THE YES CAMPAIGN - Further absurd amounts of money and funding was pumped into the yes campaign. Collectively, the YES and NO campaigns could have probably sorted that maternity ward problem out over a few hospitals in towns where it was most needed. To put right what the governments see as the people's priorities, it clearly unbalances its own. The YES campaign argues that the AV vote would assure that the BNP would never get seats. But this isn't even an issue. The fact that the BNP exist at all in a pluralistic country like this only demonstrates that social turbulences have not been resolved and that our alienation is subject to the selfish will and irresponsible decisions of the powerful unwilling to sooth racial divide, but instead exploiting it to carry out their own ends. It's these left and right, yes and no idealogical perceptions that are wedging us apart. The YES campaign can't promise that a BNP would never get into power on the simple premise that perceptions are ephemeral and nothing is certain. Furthermore Nick Clegg claimed AV would stop another expenses scandal. The suggestion that an expenses scandal, one that almost every constituent representative made ACA claims for, could even happen again is something of a huge indication that this system is outdated.

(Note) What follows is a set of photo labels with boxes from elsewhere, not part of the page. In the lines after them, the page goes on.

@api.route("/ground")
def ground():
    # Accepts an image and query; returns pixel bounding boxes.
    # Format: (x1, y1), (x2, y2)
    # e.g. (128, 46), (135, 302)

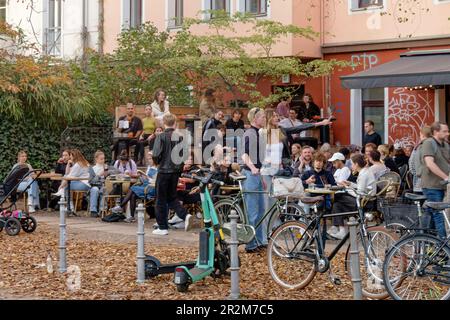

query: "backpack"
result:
(102, 212), (126, 222)
(414, 138), (438, 178)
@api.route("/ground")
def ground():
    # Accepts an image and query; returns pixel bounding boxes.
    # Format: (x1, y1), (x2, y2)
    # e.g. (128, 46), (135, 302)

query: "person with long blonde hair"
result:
(13, 150), (40, 213)
(55, 149), (91, 208)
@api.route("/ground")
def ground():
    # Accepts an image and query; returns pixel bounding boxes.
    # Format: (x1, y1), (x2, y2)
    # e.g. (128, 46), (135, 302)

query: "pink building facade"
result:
(103, 0), (450, 145)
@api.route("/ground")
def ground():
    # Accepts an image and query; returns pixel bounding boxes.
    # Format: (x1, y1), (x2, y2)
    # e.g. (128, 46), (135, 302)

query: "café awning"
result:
(340, 50), (450, 89)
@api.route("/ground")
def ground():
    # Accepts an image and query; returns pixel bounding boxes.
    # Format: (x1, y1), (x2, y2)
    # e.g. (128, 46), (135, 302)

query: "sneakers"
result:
(152, 229), (169, 236)
(91, 211), (99, 218)
(168, 214), (183, 224)
(184, 213), (192, 231)
(123, 217), (136, 223)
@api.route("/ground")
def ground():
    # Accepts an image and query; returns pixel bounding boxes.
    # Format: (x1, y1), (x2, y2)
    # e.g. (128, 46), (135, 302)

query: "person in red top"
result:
(277, 97), (292, 119)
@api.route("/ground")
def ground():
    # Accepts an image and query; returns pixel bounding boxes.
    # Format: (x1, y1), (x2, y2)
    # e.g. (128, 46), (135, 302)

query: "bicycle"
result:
(383, 191), (450, 300)
(267, 188), (396, 299)
(214, 173), (306, 242)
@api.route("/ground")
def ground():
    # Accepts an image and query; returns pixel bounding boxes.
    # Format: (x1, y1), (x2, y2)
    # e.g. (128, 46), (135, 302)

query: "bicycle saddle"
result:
(228, 172), (247, 181)
(423, 202), (450, 210)
(300, 196), (324, 204)
(405, 192), (427, 201)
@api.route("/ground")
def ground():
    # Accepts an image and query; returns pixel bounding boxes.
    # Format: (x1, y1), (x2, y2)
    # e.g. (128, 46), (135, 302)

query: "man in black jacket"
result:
(153, 113), (192, 235)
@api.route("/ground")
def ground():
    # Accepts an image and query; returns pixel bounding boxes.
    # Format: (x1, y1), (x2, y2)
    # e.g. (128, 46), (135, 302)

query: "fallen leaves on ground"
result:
(0, 224), (352, 300)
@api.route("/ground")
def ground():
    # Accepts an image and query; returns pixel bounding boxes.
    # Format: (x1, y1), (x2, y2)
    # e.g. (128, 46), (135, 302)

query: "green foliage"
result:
(0, 115), (62, 180)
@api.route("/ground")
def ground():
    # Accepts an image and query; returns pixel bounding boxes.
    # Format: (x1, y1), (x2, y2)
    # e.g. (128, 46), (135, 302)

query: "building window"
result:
(350, 0), (385, 11)
(362, 88), (385, 141)
(44, 0), (62, 56)
(0, 0), (6, 21)
(122, 0), (142, 29)
(168, 0), (183, 28)
(245, 0), (267, 16)
(210, 0), (229, 11)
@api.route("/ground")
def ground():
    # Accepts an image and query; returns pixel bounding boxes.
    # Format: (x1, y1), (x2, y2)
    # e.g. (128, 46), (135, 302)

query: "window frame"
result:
(43, 0), (64, 57)
(348, 0), (387, 12)
(167, 0), (184, 30)
(243, 0), (269, 17)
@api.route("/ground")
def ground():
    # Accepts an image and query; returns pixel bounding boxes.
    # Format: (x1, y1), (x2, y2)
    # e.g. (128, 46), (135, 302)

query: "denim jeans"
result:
(422, 188), (447, 238)
(64, 181), (90, 210)
(17, 181), (39, 206)
(243, 170), (267, 250)
(89, 187), (103, 213)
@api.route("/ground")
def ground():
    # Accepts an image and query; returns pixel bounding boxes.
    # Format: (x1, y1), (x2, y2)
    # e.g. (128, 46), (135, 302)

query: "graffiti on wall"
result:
(388, 88), (434, 147)
(350, 52), (379, 70)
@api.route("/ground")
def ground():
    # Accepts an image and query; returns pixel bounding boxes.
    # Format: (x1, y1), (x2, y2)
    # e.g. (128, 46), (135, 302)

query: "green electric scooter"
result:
(174, 172), (246, 292)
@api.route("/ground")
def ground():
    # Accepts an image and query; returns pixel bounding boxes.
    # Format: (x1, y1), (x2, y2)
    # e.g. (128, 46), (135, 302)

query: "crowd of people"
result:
(9, 89), (450, 253)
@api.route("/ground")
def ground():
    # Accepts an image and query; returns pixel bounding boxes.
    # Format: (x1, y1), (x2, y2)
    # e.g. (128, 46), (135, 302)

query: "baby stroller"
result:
(0, 165), (42, 236)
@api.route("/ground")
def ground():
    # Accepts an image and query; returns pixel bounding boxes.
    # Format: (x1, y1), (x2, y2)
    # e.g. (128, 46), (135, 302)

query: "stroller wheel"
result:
(5, 218), (21, 236)
(0, 217), (6, 232)
(20, 216), (37, 233)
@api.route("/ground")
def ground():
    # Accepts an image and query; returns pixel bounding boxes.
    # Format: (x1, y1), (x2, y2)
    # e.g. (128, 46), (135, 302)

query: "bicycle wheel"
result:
(267, 221), (317, 289)
(345, 226), (398, 299)
(267, 202), (307, 237)
(383, 234), (450, 300)
(214, 199), (246, 225)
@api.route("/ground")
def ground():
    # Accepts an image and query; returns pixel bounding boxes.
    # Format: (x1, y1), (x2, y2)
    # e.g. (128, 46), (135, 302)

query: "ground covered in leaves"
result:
(0, 224), (352, 300)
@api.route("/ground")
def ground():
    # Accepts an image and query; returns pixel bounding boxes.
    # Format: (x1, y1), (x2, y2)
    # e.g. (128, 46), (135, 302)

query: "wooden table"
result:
(50, 176), (89, 216)
(38, 172), (62, 210)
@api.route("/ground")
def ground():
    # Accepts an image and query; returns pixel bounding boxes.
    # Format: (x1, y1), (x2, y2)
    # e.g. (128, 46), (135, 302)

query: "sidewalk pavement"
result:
(33, 211), (199, 246)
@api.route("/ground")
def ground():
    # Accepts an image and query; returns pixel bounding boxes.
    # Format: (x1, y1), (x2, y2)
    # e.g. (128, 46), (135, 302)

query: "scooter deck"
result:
(189, 268), (214, 282)
(157, 261), (197, 273)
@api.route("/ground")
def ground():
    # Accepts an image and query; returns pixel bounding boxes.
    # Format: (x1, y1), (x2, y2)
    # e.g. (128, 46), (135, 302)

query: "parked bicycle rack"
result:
(347, 217), (362, 300)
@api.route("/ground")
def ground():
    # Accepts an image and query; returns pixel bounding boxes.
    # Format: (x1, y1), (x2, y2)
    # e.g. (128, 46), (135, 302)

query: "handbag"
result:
(272, 177), (305, 198)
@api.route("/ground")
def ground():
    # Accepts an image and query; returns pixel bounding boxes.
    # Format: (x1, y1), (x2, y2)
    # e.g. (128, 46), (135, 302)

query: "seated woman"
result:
(55, 149), (91, 208)
(89, 151), (108, 218)
(13, 151), (39, 213)
(301, 152), (336, 210)
(367, 151), (390, 180)
(114, 150), (138, 178)
(328, 154), (376, 239)
(112, 152), (158, 222)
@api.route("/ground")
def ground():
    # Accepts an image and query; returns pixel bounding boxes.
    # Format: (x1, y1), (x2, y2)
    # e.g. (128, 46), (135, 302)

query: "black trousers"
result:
(134, 134), (150, 163)
(332, 193), (358, 226)
(155, 172), (187, 230)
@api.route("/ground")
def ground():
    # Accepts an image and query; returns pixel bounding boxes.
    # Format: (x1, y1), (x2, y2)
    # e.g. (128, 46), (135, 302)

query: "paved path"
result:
(33, 212), (199, 246)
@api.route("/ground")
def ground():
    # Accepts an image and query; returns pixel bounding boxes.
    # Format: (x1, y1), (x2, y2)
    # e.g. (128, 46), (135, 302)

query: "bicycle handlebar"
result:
(181, 173), (225, 186)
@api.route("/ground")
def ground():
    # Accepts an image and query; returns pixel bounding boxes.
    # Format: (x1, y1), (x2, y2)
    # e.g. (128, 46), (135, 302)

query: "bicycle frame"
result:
(292, 195), (376, 272)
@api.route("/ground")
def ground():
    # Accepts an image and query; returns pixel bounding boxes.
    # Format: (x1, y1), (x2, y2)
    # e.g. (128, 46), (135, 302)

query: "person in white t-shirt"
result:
(328, 152), (352, 183)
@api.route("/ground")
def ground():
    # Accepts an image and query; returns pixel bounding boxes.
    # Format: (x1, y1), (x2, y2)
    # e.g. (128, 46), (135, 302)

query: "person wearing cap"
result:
(363, 120), (383, 149)
(328, 152), (352, 183)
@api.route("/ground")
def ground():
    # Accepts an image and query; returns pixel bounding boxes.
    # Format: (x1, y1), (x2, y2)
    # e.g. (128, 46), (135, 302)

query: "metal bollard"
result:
(229, 210), (240, 300)
(58, 196), (67, 273)
(347, 217), (362, 300)
(136, 203), (145, 284)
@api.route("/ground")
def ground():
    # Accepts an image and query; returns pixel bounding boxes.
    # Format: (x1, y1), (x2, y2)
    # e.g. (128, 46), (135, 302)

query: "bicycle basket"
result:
(270, 177), (305, 198)
(222, 222), (256, 244)
(377, 198), (419, 228)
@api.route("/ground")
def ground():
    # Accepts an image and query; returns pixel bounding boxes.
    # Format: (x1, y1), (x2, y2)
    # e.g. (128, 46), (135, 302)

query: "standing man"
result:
(277, 97), (292, 119)
(363, 120), (383, 149)
(113, 102), (144, 160)
(298, 93), (320, 122)
(418, 122), (450, 238)
(153, 113), (192, 235)
(242, 108), (267, 253)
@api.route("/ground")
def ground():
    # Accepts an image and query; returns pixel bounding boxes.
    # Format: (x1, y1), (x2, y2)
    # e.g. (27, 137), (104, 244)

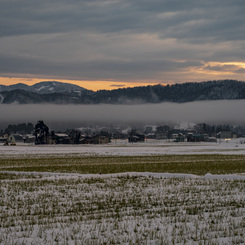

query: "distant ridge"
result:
(0, 80), (245, 104)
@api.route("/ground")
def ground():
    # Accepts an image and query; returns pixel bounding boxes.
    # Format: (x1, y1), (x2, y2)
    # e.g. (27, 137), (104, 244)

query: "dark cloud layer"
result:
(0, 0), (245, 81)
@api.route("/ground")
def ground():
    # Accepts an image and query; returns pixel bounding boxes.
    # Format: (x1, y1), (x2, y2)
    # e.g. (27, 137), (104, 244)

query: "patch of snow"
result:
(0, 94), (4, 104)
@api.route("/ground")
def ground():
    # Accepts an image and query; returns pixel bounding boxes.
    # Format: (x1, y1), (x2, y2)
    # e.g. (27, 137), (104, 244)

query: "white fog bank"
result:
(0, 100), (245, 129)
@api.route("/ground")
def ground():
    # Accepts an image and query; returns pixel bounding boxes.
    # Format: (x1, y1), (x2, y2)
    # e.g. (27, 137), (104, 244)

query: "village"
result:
(0, 120), (245, 145)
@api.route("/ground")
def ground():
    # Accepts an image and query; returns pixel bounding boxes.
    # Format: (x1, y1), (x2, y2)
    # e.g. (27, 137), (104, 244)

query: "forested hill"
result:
(0, 80), (245, 104)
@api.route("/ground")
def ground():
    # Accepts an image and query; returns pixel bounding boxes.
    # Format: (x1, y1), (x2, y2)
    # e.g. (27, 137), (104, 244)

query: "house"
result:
(55, 133), (71, 144)
(187, 134), (208, 142)
(128, 129), (145, 143)
(93, 135), (110, 144)
(23, 134), (36, 144)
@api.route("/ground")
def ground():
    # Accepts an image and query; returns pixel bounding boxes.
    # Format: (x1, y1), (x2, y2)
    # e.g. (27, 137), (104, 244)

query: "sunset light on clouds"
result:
(0, 0), (245, 90)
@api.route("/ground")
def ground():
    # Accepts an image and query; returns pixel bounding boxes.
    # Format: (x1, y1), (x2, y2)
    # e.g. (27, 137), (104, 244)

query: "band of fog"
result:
(0, 100), (245, 126)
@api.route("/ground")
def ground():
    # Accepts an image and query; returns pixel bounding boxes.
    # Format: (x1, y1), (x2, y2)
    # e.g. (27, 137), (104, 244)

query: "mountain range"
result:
(0, 80), (245, 104)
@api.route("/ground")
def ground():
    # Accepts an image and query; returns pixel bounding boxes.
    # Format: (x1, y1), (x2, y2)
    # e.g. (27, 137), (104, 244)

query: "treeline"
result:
(0, 122), (34, 136)
(0, 80), (245, 104)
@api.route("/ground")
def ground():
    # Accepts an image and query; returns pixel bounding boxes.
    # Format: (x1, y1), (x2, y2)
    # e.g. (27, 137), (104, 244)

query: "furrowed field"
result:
(0, 145), (245, 244)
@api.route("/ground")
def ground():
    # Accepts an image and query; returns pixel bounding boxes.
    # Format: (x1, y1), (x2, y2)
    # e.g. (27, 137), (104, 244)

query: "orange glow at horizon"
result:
(0, 77), (159, 91)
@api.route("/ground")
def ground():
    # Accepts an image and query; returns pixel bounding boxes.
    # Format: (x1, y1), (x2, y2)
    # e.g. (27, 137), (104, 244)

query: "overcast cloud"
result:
(0, 0), (245, 82)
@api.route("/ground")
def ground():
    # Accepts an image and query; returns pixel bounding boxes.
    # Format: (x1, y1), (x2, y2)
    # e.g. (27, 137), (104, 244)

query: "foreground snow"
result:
(0, 172), (245, 244)
(0, 138), (245, 157)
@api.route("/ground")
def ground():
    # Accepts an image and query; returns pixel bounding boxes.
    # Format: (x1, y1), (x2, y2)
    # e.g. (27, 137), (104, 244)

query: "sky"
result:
(0, 0), (245, 90)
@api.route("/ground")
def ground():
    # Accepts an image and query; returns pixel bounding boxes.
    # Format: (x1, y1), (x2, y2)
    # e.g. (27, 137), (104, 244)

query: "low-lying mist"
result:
(0, 100), (245, 129)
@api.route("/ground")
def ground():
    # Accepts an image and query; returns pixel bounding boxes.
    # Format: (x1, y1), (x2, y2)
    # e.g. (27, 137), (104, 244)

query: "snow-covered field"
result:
(0, 139), (245, 245)
(0, 173), (245, 244)
(0, 138), (245, 157)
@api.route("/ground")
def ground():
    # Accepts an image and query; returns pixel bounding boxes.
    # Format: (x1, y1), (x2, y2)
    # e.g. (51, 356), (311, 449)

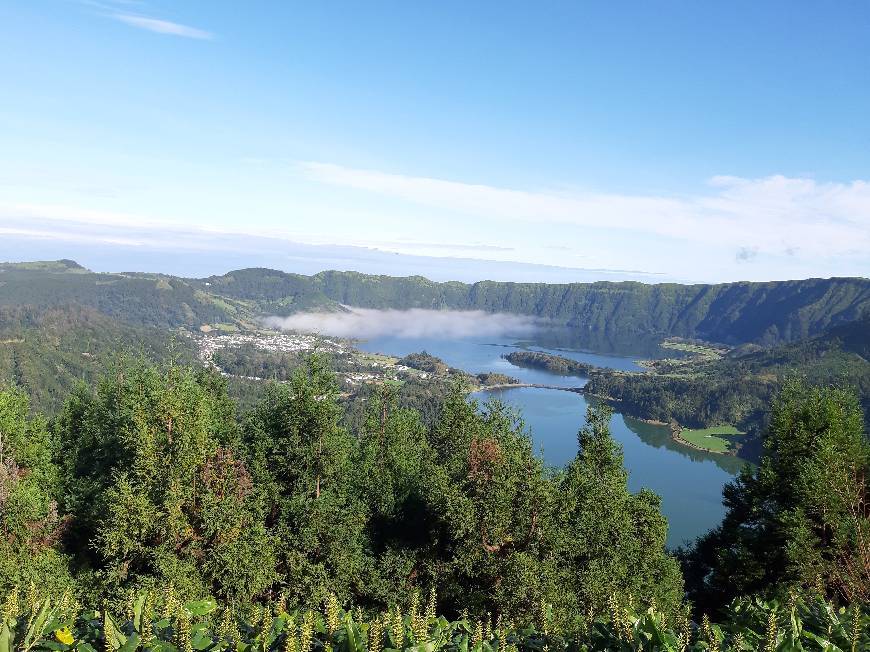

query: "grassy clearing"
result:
(680, 426), (746, 453)
(661, 340), (727, 361)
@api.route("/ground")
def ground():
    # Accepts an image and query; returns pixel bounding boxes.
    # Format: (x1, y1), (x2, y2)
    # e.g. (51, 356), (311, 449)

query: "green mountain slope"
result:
(586, 315), (870, 440)
(0, 305), (194, 413)
(198, 269), (870, 346)
(0, 261), (870, 346)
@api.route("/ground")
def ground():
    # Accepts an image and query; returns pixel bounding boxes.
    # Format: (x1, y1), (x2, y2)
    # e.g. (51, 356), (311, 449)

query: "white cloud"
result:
(112, 13), (214, 40)
(299, 162), (870, 256)
(264, 306), (538, 339)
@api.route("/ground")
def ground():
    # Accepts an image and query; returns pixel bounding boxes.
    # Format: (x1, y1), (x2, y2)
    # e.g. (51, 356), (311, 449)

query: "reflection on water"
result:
(360, 337), (743, 546)
(531, 328), (674, 359)
(474, 387), (742, 547)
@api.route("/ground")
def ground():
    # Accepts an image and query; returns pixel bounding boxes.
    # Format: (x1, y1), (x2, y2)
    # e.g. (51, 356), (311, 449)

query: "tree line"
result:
(0, 356), (870, 628)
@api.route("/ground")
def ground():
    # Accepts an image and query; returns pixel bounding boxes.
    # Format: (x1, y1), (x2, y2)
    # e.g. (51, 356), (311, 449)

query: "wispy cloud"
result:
(112, 13), (214, 40)
(299, 162), (870, 256)
(265, 306), (539, 339)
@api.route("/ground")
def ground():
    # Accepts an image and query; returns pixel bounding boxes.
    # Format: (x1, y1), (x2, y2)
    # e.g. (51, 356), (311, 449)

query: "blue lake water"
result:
(358, 337), (743, 547)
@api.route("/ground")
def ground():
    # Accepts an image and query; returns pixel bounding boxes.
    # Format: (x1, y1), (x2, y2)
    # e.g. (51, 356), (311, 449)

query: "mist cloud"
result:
(264, 307), (539, 339)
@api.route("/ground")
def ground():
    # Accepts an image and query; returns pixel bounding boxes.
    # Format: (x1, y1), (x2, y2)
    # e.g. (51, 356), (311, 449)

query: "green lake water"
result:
(359, 337), (744, 547)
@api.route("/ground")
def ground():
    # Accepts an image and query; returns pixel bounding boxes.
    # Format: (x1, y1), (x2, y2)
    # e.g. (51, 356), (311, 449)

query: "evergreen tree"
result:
(683, 381), (870, 608)
(554, 405), (683, 628)
(57, 361), (274, 600)
(245, 356), (365, 604)
(0, 389), (72, 591)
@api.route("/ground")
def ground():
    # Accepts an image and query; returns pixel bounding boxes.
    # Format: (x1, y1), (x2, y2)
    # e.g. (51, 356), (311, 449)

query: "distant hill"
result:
(0, 305), (194, 414)
(586, 314), (870, 444)
(0, 261), (870, 346)
(199, 269), (870, 346)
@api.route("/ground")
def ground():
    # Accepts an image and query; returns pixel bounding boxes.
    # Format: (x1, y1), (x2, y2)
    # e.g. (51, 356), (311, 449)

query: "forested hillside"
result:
(0, 261), (870, 346)
(585, 315), (870, 432)
(0, 357), (870, 652)
(199, 269), (870, 345)
(0, 304), (194, 414)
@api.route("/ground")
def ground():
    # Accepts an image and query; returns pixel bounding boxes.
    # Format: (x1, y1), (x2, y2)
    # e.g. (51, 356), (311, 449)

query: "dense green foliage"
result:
(684, 383), (870, 607)
(0, 357), (683, 626)
(0, 305), (193, 414)
(0, 590), (870, 652)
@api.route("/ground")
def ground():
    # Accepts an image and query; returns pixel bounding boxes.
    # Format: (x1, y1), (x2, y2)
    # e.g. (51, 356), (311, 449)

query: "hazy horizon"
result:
(0, 0), (870, 283)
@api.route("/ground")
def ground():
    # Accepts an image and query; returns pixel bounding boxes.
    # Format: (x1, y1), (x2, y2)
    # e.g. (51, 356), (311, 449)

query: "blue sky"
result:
(0, 0), (870, 281)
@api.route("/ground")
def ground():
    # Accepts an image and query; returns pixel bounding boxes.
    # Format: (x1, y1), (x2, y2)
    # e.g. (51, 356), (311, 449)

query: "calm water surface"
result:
(359, 337), (743, 546)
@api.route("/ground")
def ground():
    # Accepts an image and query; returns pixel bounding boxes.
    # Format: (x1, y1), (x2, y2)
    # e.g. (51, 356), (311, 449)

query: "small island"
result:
(502, 351), (597, 376)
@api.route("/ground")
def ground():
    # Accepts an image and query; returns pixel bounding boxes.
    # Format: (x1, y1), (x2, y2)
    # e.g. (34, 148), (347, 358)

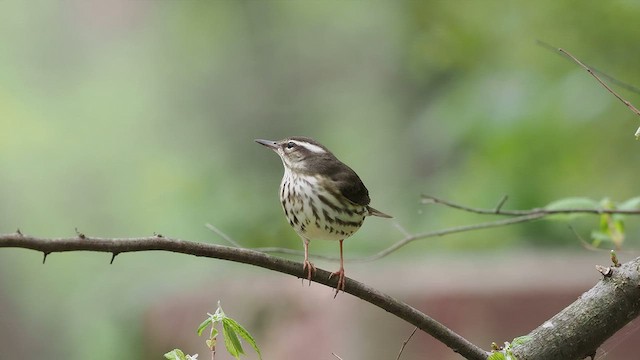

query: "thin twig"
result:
(558, 48), (640, 116)
(396, 328), (418, 360)
(356, 213), (545, 262)
(537, 40), (640, 94)
(253, 195), (640, 262)
(493, 195), (509, 214)
(204, 223), (243, 248)
(422, 195), (640, 216)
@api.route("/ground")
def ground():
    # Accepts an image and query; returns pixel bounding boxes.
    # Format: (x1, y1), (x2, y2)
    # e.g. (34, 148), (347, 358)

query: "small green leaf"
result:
(487, 352), (506, 360)
(223, 318), (262, 359)
(222, 318), (244, 359)
(511, 335), (531, 346)
(198, 316), (213, 336)
(164, 349), (187, 360)
(618, 196), (640, 210)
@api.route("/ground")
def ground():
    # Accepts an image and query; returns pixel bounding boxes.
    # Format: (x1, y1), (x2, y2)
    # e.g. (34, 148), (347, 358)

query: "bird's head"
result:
(256, 136), (334, 172)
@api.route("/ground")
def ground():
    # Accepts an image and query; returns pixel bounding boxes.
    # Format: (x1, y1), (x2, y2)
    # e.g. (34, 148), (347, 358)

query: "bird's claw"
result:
(302, 260), (316, 286)
(329, 268), (346, 299)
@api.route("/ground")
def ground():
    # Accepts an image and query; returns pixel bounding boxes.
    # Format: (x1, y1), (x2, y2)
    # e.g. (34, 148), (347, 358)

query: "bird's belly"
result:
(281, 176), (366, 240)
(292, 210), (364, 240)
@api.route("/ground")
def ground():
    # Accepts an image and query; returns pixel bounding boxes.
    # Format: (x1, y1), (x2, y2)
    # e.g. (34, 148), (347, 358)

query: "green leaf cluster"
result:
(169, 301), (262, 360)
(487, 335), (531, 360)
(544, 197), (640, 249)
(197, 301), (262, 359)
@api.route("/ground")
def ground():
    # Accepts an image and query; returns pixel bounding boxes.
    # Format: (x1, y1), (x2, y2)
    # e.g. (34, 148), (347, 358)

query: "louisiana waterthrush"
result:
(256, 136), (391, 295)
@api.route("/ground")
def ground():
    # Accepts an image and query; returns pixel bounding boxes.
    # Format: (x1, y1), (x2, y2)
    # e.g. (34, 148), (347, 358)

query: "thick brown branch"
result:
(0, 233), (487, 360)
(514, 258), (640, 360)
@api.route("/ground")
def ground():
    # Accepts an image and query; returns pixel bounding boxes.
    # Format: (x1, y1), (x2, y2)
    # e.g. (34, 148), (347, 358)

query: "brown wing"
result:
(325, 159), (371, 206)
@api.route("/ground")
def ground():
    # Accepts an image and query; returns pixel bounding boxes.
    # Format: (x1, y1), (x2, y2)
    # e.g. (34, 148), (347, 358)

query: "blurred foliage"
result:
(0, 0), (640, 359)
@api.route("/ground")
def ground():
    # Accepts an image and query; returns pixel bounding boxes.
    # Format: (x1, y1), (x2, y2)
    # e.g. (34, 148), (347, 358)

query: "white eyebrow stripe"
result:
(291, 140), (327, 154)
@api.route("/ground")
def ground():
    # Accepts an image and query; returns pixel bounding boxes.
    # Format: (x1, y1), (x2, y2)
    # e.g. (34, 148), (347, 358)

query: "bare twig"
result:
(204, 223), (244, 248)
(538, 40), (640, 139)
(254, 195), (640, 262)
(0, 233), (488, 360)
(537, 40), (640, 94)
(422, 195), (640, 216)
(396, 328), (418, 360)
(558, 48), (640, 116)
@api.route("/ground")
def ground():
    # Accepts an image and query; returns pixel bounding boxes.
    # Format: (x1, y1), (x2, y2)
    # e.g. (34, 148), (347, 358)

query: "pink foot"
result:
(302, 260), (316, 286)
(329, 268), (346, 299)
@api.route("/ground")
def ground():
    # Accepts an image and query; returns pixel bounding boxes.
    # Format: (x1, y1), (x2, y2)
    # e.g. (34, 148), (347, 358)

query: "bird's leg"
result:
(329, 240), (345, 299)
(302, 238), (316, 286)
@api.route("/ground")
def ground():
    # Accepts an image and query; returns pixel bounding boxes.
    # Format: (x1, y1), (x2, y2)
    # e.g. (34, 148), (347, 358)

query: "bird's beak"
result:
(256, 139), (278, 150)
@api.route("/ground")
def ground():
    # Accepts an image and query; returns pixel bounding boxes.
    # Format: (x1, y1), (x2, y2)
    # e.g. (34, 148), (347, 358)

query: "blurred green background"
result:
(0, 0), (640, 359)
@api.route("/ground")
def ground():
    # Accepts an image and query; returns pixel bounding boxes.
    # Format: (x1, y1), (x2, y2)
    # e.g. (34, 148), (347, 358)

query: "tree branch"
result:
(0, 232), (488, 360)
(513, 258), (640, 360)
(255, 195), (640, 262)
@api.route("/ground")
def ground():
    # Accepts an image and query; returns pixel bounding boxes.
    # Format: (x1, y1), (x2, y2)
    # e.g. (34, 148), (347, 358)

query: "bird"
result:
(255, 136), (391, 298)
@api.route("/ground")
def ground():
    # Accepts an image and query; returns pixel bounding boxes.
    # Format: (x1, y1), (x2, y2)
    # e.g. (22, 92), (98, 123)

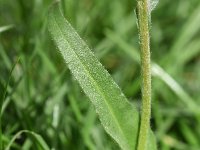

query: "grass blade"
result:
(48, 4), (139, 150)
(5, 130), (50, 150)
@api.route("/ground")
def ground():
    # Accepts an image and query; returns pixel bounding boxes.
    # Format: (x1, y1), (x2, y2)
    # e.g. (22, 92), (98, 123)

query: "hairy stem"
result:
(137, 0), (151, 150)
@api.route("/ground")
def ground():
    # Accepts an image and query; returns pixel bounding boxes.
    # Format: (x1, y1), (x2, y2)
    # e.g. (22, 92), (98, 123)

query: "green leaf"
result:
(48, 3), (157, 150)
(5, 130), (50, 150)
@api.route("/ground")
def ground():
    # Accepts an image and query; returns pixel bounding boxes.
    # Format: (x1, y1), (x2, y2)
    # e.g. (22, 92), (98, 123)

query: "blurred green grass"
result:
(0, 0), (200, 150)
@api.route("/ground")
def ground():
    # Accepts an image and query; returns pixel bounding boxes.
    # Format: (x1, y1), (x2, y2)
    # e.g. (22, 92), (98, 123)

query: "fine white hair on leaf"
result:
(148, 0), (159, 13)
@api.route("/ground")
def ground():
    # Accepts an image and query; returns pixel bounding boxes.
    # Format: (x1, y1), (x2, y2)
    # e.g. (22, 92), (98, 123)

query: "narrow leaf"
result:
(48, 4), (139, 150)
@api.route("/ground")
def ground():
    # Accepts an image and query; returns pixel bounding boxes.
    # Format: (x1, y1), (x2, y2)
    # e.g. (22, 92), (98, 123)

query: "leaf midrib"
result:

But the overarching problem today is the financial crisis, and with an AV system being proposed to cost £250million to install, the suggestion was enough to intimidate the public from accepting it. But if there was any truth to an AV costing this quantity of money to implement during a financial crisis, then the very suggestion would not have been called for in the first place. To implement such a system would cost nowhere near this sum of money, Islands don't cost as much. But it really doesn't matter which system we have, FPTP or AV when the people can be influenced this way. The dichotomies of YES and NO, reflect the two party system attitudes of our culture. Our need to divide things into dualities, LEFT and RIGHT, GOOD and BAD, RIGHT and WRONG, YES and NO! Goldhagen reasons that "the human condition is one of agency, namely the capacity and burden for being able to say yes, which means also being able to say no." But the freedom to make these choices within the campaigns are being impinged upon and covertly veto'd. These are our attitudes to over simplified political questions, when much bigger questions lie in wait to be asked, one example being: why do we allow our country to be robbed again by the rich, who are no more or less deserving of government than it's people? It's the choices of the individual political leader in charge that must always be questioned. If you flip a coin you may get heads or tails, but you won't get neither. The power of suggestion shows that individual opinion can be directed one way or the other and through the power of mass media and digital information, it's easy to wing opinions one way or the other, when they flow through only two channels of thought.
Lets start thinking outside of these divisions and come together to start thinking about making the largest effort in history for reform, one that could shape our future for the better.